Por ejemplo, aquella escena en la que Elvis (un angelical Austin Butler) se contonea por primera vez en el escenario provocando el orgasmo colectivo de las adolescentes. O aquel pasaje en que Elvis, rebelándose a las indicaciones de su todopoderoso manager, el coronel Parker (que ni era coronel ni era Parker) causa tremendo revuelo en el concierto que ofreció en el estadio de Memphis, 1974.
Este choque de afinidades hace que Elvis sea la película más madura de la siempre estrambótica filmografía de Luhrmann.
La cinta no puede alejarse de la fórmula típica del biopic (inicio, cumbre y caída), pero tampoco se convierte en una fiesta de disfraces ni trata afanosamente de recrear momentos por el simple gusto de mostrar músculo (te hablo a ti, Bohemian Rhapsody, 2018).
A Luhrmann le interesa hablar del contexto de Elvis: su infancia entre cómics y comunidades afroamericanas, el gusto musical forjado entre gospel y prostitutas, su amistad con B.B. King, la rebeldía sexual cuya música provocaba y el peligro que ello suponía.

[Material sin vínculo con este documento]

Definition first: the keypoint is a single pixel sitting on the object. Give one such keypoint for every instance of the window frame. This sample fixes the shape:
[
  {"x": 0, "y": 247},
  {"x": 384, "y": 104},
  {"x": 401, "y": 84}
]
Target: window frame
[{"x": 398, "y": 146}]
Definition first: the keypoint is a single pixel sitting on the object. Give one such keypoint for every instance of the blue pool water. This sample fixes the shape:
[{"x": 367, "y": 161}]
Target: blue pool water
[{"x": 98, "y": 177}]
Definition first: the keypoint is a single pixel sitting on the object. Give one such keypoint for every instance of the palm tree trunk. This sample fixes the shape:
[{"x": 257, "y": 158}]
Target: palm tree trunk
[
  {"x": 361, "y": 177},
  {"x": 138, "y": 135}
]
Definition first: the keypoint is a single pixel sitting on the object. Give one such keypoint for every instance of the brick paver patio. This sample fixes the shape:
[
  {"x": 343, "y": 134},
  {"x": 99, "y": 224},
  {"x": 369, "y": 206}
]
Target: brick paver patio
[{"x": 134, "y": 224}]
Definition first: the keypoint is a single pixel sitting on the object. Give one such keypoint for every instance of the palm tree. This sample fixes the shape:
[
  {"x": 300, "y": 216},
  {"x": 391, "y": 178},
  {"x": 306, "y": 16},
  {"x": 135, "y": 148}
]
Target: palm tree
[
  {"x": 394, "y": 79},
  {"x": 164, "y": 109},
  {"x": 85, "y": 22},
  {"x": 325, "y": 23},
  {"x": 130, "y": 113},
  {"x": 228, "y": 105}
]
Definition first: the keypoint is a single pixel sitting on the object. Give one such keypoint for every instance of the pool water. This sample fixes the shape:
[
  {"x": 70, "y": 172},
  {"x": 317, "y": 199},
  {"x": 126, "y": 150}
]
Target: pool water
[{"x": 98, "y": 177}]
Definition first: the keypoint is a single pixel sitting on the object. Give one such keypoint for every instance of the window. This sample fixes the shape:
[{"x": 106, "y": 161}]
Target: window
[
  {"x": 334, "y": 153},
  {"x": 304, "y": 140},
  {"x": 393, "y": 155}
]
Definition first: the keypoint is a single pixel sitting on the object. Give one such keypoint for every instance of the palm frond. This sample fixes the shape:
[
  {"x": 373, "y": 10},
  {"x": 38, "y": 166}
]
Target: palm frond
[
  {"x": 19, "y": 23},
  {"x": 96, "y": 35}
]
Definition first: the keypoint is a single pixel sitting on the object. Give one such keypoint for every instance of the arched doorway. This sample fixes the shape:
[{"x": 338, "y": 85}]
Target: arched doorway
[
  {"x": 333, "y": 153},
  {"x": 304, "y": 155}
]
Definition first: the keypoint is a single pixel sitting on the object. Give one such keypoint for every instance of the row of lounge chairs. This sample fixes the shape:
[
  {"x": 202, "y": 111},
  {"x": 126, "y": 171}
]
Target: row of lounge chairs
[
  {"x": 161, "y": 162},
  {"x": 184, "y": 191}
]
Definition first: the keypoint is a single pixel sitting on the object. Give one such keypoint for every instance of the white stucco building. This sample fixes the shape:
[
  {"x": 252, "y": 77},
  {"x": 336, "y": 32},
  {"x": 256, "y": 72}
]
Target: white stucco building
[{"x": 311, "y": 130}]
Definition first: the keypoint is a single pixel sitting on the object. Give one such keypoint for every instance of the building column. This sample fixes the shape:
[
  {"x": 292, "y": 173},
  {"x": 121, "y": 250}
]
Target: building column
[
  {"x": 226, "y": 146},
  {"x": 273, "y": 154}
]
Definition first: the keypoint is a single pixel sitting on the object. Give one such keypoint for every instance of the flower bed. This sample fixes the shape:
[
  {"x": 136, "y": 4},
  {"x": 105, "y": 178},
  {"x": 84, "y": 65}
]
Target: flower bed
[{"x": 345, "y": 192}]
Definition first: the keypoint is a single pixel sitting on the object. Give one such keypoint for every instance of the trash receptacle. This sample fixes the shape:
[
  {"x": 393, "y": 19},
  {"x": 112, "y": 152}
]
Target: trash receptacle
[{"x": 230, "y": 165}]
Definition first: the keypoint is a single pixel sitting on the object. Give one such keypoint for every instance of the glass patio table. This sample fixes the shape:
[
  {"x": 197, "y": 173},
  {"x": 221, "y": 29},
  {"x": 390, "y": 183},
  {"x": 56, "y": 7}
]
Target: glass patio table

Los expertos en Elvis no descubrirán nada nuevo, pero aquellos que sólo sabemos de su música y no tanto de su historia, encontraremos la crónica de un músico revolucionario devorado por una moderna maquinaria de marketing, inventada en gran medida por el mismo coronel Parker (brillante Tom Hanks, quien a pesar de estar sepultado tras una botarga, marca autoridad y ritmo), quien juega un papel central en la narrativa por ser quien cuenta la historia.
A diferencia de Elvis, la película se niega a asumir riesgos: no hay sexo, no hay drogas, y no veremos (¡dios no lo permita!) a un Elvis gordo. El ánimo por limpiar el mito pasa incluso por sus excesos materiales: no se habla casi nada de sus legendarios gastos, lo cual contradice la tesis de un Elvis atrapado en una jaula de cristal.
El Elvis de Luhrmann peca de asepsia, pero sin duda es efectiva en la narración de su historia, particularmente en los poderosos momentos musicales, mismos que nos recuerdan por qué Presley sigue siendo El Rey.